L’entrée se fait par la cour d’honneur qui, autrefois, constituait le jardin du cloître. Les étages, pour raison de sécurité, ne se visitent pas. Et le parcours s’organise au rez-de-chaussée à travers une série de pièces qui donnent sur la galerie de l’ancien cloître. Herboristerie, cuisine, bibliothèque et salon de musique évoquent l’histoire des lieux et les fastes d’antan. « Certains plafonds ont conservé leurs moulures. Le parquet du grand salon en point de Hongrie date du XVIIIe siècle. Il est classé, tout comme les boiseries sculptées de décors végétaux qui calepinent les murs de la salle à manger d’été. Les cheminées de marbre également, dont celle de la salle des évêques en griotte rouge du Minervois, ont traversé le temps. Pour le reste, tout est scénographié, indique Nathalie Augereau. Les différentes occupations du château ont modifié les lieux, au détriment des vestiges historiques. Quand l’église est devenue cave viticole, par exemple, la base de chaque pilier a été cassée pour installer les cuves, les parois percées de trous pour supporter escaliers et coursives. » Des dégâts irréparables qui disent l’histoire du site et ses vicissitudes.
La façade ouest de l’église, plusieurs fois remaniée, raconte près de mille ans d’histoire. Ici, elle est en partie masquée par celle du bâtiment central du château-abbaye. Une terrasse bordée d’une magnifique rambarde en fer forgé longe l’ensemble des bâtiments. Murée au XVIIIe siècle, cette Vierge à l’Enfant (premier quart du XIIe siècle) surmonte la porte d’accès à l’église, dans l’aile sud du cloître. Elle a été mise au jour et nettoyée en 2007. Des prélèvements ont mis en évidence la présence d’aérinite. Très utilisé entre la fin du XIe et le début du XIIe siècle, ce pigment d’origine minérale, que l’on trouve uniquement en Espagne et en Italie, a été identifié dans les célèbres décors muraux de l’église Santa Maria de Taüll et d’autres églises romanes de la Vall de Boí (Espagne).
Malgré les cicatrices de l’histoire, le charme de Cassan opère. La façade ouest, couronnée dans sa partie centrale d’une balustrade et de pots à feu, se déploie, grandiose et majestueuse, sur 80 mètres de long.
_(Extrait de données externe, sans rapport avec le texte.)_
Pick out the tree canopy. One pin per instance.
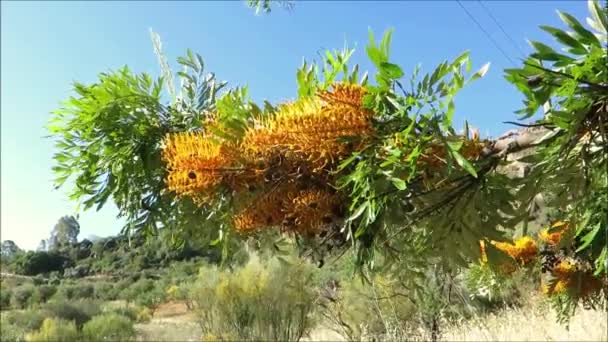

L’élégance de son architecture classique, son aspect rectiligne valent à ce palais religieux son surnom, partagé avec bien d’autres demeures, de petit Versailles du Languedoc. « Ce cadre incite à la contemplation et à la méditation, commente Nathalie Augereau. En été, sur la façade, le soleil se joue des couleurs des pierres de grès et de calcaire coquillier. »
La galerie avec un escalier à voûte plate et ses travées de fenêtres sous voûte offre de superbes perspectives ainsi qu’une vue traversante de la cour d’honneur jusqu’aux jardins. Et lors de la réalisation d’une issue de secours, en 2007, les travaux ont mis à jour une fresque caractéristique de l’art byzantin, datant du premier quart du XIIe siècle. Quant à l’église romane, elle frappe par ses dimensions impressionnantes, 16 mètres de hauteur pour la clé de voûte, 11 de large, 40 de long, soit une envergure exceptionnelle. Quatre colonnes s’ornent encore de chapiteaux primitifs proéminents, comme dans l’église Saint-Ruf à Avignon.
Une part de mystère
Son clocher en forme de lanterne avec six fenêtres est peu commun également. « D’après la tradition, une lumière y était allumée pour guider le pèlerin. Une autre version prétend qu’on y plaçait un brûlot lors du décès d’un chanoine. Et ses ajournements géométriques auraient représenté les astres au Moyen Âge. »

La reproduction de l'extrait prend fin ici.